End-to-end: for Internet Protocol hosts.
You can select the agent services by selecting the SNMP Service entry in the Services Management Console, and choosing Properties. By default, Windows XP Professional enables the Applications, End-to-end and Internet agent services. The former two should always be enabled for SNMP to work properly.
As most SNMP management applications use them, add the name of the SNMP Administrator (or your name); also fill in the location of the computer while in the Properties page for the SNMP Service (see here for screenshot).
SNMP agents can send out short messages if certain, predestined events occur. These are called traps in SNMP parlance, and you can configure them under the eponymous tab in the SNMP Service Properties dialogue. Note that you’ll need to add a community name; this is the ‘password’ used to separate different groups of systems. If you want the SNMP information from your Windows XP system to be accessible by a number of SNMP management hosts, you have to make sure you use the same community name as they have, or authentication will fail.
The community name is case sensitive and not encrypted, so don’t rely on it for security.
Add “localhost” to the trap destinations list, and the name of any other host that will receive trap messages from your computer. Next, click on the Security tab, and add your community name to the Accepted Community Names list — leave the default “public” community name for now, as it’s universally accepted in all SNMP implementations, but be aware that it’s a slight security risk for that reason.
Finally, click on Accept SNMP Packets from these hosts and add the computers that you wish to allow SNMP traffic to and from; for the purposes of this column, “localhost” or “127.0.0.1” for the computer you’re at is sufficient.
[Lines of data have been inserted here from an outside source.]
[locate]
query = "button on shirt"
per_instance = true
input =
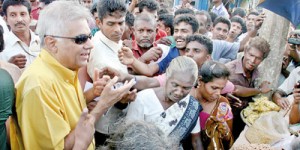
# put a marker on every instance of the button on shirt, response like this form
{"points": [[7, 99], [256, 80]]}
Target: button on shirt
{"points": [[220, 11], [104, 54], [14, 46]]}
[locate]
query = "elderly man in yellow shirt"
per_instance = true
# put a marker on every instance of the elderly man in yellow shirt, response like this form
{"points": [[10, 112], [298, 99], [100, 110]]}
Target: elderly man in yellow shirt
{"points": [[50, 106]]}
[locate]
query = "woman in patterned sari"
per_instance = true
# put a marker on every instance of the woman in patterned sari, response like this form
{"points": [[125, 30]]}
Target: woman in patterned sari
{"points": [[216, 116], [171, 107]]}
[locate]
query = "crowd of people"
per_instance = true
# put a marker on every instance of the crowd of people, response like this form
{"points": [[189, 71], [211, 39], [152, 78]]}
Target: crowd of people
{"points": [[117, 75]]}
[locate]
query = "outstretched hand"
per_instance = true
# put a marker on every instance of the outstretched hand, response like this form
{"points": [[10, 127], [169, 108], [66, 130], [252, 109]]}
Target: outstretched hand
{"points": [[126, 56]]}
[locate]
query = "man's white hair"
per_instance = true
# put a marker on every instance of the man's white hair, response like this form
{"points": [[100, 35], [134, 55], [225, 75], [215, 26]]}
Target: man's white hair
{"points": [[57, 16]]}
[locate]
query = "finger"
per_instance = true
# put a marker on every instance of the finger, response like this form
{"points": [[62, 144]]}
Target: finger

This is enough to get started with SNMP. You can test your configuration with the character-mode SNMPUTIL.EXE from the Windows 2000/XP Resource Kit, but it’s awkward to use, because you have to type in the Object ID (OID) in numeric form. For instance, to browse the MIB tree, type snmputil walk localhost my_community [or public] .1.3. To look at which accounts are on your Windows XP system, type snmputil walk localhost my_community .188.8.131.52.184.108.40.206.2.25.
A GUI version is available in the RK, SNMPUTILG, which is much nicer to use.
A good, albeit a few years old, utility for browsing SNMP MIBs on Windows is GetIf (www.wtcs.org/snmp4tpc/getif.htm), a free utility written by Philippe Simonet. On top of browsing the various MIBs, GetIf allows you to graph the data that the SNMP agents transmit.
For more elaborate graphing and monitoring with SNMP, consider the Multi Router Traffic Grapher (MRTG — www.mrtg.org) and/or ntop (www.ntop.org). They are somewhat complex to configure, requiring additional components such as ActiveState Perl (MRTG) and libpcap packet capture library (ntop), but you can’t beat them for data visualisation.
Note that there is a security vulnerability in the SNMP service installed from the original Windows XP Professional disc (see www.microsoft.com/technet/security/bulletin/MS02-006.asp), so make sure you update your OS installation. Also remember that SNMP isn’t a secure protocol, so make sure to firewall off UDP ports 161 and 162 from the Internet, otherwise anyone can sniff the SNMP traffic to gain information about your network that you may not wish to share.